In the north of Canada, Baffinland Iron Mines Corporation is expanding its iron ore mine at Milne Inlet. Although this is an extremely remote place on the globe with a very short ice-free period, mining goes on all year round. However, shipping can only take place in the two summer months, when bulkers come in thick and fast to load at the bulk jetty.
The mining company wanted to increase capacity but because of the remoteness and the long ice period, this expansion needed to be ready-made and delivered within the two ice-free months.
BigLift was awarded three shipments for this project. Due to the very short weather window for heavy lift shipping, all three allocated vessels were required to discharge their cargoes in direct succession.
With the bulk jetty unsuitable for heavy cargoes and no port facilities at all in place, a plan had to be devised to transfer the factory structures safely onto terra firma. First of all, at the end of a temporary road, the shallow waters near the shore were bridged with a barge - which by the way had no ice strengthening, thereby reducing the working window even more. This barge was kept in place with spud poles. A major challenge arose as the discharge from MC BigLift Barentsz had to take place over the stern. It was vital to “pin the ship down”, so that nothing would move or sway during the discharge operations. In the end, MC BigLift Barentsz was moored just before the barge, leaving a small gap, in order not to create a 300-metre-long “weathervane” that could break the barge off of its spud poles.

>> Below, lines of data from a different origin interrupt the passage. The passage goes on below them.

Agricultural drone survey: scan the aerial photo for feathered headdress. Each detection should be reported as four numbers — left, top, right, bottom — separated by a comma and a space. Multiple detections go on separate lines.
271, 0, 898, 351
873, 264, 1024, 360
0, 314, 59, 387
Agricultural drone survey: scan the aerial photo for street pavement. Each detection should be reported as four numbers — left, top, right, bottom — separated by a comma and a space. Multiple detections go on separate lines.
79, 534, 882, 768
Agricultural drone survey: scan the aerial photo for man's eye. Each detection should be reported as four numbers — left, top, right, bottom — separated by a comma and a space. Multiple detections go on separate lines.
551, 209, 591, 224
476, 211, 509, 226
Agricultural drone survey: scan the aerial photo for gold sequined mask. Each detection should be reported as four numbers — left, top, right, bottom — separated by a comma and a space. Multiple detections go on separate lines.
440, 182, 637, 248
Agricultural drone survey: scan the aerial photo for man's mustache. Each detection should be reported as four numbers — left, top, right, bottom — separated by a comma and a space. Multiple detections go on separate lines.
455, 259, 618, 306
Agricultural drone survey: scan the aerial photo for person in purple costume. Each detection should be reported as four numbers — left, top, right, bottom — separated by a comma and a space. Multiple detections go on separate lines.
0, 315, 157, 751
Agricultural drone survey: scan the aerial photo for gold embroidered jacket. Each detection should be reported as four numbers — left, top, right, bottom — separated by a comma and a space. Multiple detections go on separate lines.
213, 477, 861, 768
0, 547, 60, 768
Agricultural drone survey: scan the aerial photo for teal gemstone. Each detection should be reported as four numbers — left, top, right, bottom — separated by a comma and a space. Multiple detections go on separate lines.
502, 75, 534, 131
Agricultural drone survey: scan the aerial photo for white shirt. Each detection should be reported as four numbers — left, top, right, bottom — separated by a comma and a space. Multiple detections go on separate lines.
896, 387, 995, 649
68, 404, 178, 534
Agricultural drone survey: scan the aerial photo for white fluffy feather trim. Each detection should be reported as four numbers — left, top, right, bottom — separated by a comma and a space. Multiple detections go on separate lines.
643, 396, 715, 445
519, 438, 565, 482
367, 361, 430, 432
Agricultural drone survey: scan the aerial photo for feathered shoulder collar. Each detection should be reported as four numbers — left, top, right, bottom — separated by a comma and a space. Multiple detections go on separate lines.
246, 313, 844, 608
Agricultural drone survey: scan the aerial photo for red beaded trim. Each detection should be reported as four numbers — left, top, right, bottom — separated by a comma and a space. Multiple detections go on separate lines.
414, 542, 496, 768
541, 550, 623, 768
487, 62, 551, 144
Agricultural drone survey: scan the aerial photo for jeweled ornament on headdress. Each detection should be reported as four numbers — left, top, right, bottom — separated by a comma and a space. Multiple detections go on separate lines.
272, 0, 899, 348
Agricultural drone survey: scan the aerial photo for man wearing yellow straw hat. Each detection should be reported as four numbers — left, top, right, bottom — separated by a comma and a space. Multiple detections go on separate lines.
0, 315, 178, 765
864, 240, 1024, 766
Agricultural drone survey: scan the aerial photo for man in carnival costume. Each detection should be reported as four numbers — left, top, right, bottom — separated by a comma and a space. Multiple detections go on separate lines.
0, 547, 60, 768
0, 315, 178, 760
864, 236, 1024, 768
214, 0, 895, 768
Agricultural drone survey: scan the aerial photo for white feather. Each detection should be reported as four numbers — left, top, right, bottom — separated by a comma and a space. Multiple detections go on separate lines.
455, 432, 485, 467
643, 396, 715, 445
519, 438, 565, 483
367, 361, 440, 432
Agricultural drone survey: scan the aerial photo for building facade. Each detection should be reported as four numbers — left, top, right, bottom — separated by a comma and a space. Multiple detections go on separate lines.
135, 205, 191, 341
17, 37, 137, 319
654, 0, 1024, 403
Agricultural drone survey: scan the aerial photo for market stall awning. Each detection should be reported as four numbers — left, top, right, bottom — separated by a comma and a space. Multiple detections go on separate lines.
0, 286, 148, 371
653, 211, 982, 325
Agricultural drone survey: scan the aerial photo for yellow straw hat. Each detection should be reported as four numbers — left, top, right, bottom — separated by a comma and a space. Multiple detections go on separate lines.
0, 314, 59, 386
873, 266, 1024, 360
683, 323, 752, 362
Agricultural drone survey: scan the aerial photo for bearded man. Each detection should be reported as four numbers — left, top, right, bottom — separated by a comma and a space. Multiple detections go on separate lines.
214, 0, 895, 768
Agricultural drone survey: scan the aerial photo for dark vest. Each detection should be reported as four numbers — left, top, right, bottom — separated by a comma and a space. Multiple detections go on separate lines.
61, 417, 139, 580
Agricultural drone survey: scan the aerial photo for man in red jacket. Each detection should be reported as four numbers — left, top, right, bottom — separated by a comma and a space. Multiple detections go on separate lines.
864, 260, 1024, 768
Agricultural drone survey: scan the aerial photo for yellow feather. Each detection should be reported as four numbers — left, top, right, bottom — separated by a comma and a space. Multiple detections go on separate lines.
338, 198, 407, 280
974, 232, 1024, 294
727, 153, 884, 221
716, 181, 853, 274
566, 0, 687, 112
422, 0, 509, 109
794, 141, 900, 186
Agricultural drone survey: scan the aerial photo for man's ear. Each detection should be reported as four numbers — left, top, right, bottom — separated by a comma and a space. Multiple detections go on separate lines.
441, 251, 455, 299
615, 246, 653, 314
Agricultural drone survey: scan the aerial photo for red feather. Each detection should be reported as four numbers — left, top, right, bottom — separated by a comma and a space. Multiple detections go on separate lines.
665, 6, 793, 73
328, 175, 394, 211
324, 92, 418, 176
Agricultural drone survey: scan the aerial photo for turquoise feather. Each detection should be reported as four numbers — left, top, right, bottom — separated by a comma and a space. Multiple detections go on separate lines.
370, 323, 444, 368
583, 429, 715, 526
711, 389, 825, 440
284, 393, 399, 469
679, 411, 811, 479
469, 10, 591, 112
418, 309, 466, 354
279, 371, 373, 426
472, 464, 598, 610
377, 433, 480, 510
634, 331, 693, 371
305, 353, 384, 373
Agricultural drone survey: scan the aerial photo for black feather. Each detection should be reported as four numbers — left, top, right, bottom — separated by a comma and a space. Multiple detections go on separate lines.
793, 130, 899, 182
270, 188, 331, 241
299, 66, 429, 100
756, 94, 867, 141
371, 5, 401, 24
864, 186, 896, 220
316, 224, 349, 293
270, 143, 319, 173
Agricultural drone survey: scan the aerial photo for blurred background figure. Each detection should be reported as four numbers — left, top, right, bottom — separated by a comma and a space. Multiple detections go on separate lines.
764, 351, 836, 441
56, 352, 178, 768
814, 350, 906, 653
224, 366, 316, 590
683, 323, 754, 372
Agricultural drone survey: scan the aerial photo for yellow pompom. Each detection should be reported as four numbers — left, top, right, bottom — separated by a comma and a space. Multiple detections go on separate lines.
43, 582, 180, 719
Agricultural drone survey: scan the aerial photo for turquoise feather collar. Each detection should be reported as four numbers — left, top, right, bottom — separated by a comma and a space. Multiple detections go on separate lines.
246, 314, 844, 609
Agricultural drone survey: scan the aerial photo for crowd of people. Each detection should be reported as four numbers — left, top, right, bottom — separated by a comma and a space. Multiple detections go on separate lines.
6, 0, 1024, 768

MC BigLift Barentsz was first to arrive and discharge. She came from Bremerhaven with four major constructions on deck. The Screening building of about 30*33*34 metres was the most impressive at 1,757 mt, but the Crusher building - at 23*27*33 metres and 1,403 mt - closely followed. Then there were the Car Dumper building and the Positioner Hall and a quantity of auxiliary pieces. The enormous modules were discharged by SPMTs that had been brought along from Bremerhaven.
As mentioned, Milne Inlet is a bay with no facilities for cargo transfer, let alone heavy lift. Thus, an elaborate mooring system was devised whereby the vessel’s anchors were assisted by mooring lines that were attached to an underwater mooring system. With MC BigLift Barentsz steadily moored, the modules were very carefully driven off the vessel’s deck – over a bridging construction to the barge – making it possible to closely monitor pressures and shifting weights from the vessel onto the barge and further onto land.
During these activities Happy Diamond arrived from Haiphong in Vietnam with part of the conveyor belt system. Molengracht followed hot on her heels with more conveyor belt parts, which she had loaded in Haiphong and Ho Chi Minh City. These vessels moored perpendicular to the barge, which entailed a completely different mooring system to that of BigLift Barentsz, but almost equally complex, due to the positioning and strength of the underwater mooring arrangement. To unload their cargoes, the two vessels used their own heavy lift cranes to land the conveyor systems onto the barge.
After a safe and successful discharge, MC BigLift Barentsz left the scene to sail the Arctic route West Passage to Asia, whereas Molengracht and Happy Diamond sailed south towards the Atlantic to pick up their next cargoes.